The Role of the Instructor
The instructor should help students clarify the proposal to ensure that it includes all four necessary components, and meet regularly with students to discuss readings and provide feedback on writing assignments or other projects. At the end of the term, the instructor assigns a letter grade (A through F). Instructors with questions or concerns regarding the tutorial may speak with Gallatin’s Chair of the Committee on Individualized Projects (contact Kathe Ann Joseph (212-992-9822) for contact information).
Number of Credits and Meeting Hours
Generally, the number of credits for the tutorial is determined by the work to be completed and should be comparable to that of a Gallatin classroom course. For example, the workload for a 4-credit tutorial might include a reading list of 6 to 10 books (depending on their length and complexity) and approximately 20 to 30 pages of writing over the course of the semester. It is up to the students and instructor to determine the specific format of the work to be evaluated by the instructor. They may choose several short papers, or a longer paper written in sections as the work progresses. For some tutorials, other kinds of work may be appropriate, e.g., video productions, paintings, music compositions, etc. The work for the tutorial should be submitted according to the schedule of due dates agreed on at the outset, and as with a classroom course, late work may be penalized.

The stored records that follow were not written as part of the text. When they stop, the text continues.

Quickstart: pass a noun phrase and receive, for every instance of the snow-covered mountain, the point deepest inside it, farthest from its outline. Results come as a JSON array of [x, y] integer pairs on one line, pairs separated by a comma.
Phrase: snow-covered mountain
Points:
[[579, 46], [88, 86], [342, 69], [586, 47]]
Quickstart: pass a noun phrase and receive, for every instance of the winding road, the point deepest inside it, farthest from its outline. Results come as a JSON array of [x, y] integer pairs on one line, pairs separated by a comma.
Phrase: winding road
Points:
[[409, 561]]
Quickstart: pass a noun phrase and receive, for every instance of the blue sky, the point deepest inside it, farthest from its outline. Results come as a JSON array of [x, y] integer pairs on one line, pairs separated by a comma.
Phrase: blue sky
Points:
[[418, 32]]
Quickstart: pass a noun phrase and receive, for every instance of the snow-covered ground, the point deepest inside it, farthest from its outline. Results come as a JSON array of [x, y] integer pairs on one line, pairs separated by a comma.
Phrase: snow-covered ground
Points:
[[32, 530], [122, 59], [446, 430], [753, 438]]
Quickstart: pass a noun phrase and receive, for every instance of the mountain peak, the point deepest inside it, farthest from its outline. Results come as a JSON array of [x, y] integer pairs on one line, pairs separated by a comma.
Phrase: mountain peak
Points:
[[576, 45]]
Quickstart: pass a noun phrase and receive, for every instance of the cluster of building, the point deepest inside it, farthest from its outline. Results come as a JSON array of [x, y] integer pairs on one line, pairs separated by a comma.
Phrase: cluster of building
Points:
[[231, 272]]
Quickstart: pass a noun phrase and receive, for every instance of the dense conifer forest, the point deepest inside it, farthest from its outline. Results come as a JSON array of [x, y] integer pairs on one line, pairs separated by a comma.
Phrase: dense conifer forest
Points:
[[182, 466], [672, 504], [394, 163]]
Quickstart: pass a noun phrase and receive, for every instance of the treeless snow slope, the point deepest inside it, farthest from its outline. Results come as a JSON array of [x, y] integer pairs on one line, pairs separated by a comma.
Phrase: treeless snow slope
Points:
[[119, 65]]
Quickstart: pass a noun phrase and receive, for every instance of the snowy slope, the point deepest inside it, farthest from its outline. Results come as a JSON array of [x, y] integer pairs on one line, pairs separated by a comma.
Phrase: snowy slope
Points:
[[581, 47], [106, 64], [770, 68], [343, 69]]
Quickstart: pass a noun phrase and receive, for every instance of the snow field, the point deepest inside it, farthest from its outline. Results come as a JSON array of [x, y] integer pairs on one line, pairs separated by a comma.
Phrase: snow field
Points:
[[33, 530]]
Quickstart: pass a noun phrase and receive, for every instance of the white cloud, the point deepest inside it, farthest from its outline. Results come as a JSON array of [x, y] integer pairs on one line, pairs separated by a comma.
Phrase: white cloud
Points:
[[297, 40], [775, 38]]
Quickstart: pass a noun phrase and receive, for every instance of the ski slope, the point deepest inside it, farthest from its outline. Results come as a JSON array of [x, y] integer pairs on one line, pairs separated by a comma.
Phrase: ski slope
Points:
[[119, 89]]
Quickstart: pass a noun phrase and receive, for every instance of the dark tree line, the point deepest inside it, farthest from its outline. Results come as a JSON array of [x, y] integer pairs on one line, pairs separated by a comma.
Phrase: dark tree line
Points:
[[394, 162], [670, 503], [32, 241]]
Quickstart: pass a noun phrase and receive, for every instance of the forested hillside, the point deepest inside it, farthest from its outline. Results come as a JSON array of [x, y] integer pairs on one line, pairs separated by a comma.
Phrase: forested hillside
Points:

The number of credits determine the meeting hours. While the days and times of the students' meetings with the instructor are “to be arranged,” instructors and students meet for a minimum number of hours per semester: for a 4-credit tutorial, the minimum number of contact hours is fourteen (14). In arranging contact hours, instructors and students may choose to meet every week for one hour, every other week for two hours, or less frequently, if appropriate, as long as they meet for a minimum of fourteen (14) hours over the course of the semester. Contact hours for a tutorial that is less than 4 credits should be prorated accordingly (e.g., a 2-credit tutorial should meet for a minimum of 7 hours). As in any other course, the students should come prepared for these meetings by completing readings and written work on time.
Students and instructors may establish meeting times and places for the tutorial, however, long distance tutorials (where the students and instructor cannot meet together) are not generally permitted.
While students are encouraged to engage in independent work with the University faculty, the Gallatin program is designed for a careful balance between independent and classroom experience. Graduate students may therefore take a maximum of 12 credits of Individualized Projects. This includes any combination of Independent Study, Tutorial, Internship and Private Lesson credit. If a student receives credit for Course Equivalency, this will decrease that graduate student's allowance of Individualized Project credit.
Composition of the Tutorial Group
Tutorial groups must include at least two students, but no more than a total of five students. At least one member of a Tutorial group must be a Gallatin student.
Both the instructor’s and adviser’s approval of the proposal are required. While the instructor may agree to supervise the student’s work, the student’s adviser determines whether it is appropriate for the student to undertake a tutorial. After submitting the online Tutorial Proposal form, the student should follow up with both their adviser and instructor to make sure their approvals have been sent to Gallatin’s Faculty Committee on Individualized Studies.
Enrollment in a tutorial also requires the approval of the Gallatin Faculty Committee on Individualized Studies.Students should coordinate the submission of their proposal forms because the Committee cannot begin the review of a tutorial until they receive completed proposal forms from at least two members of the tutorial.
Please note that submitting a proposal does not guarantee approval of a tutorial.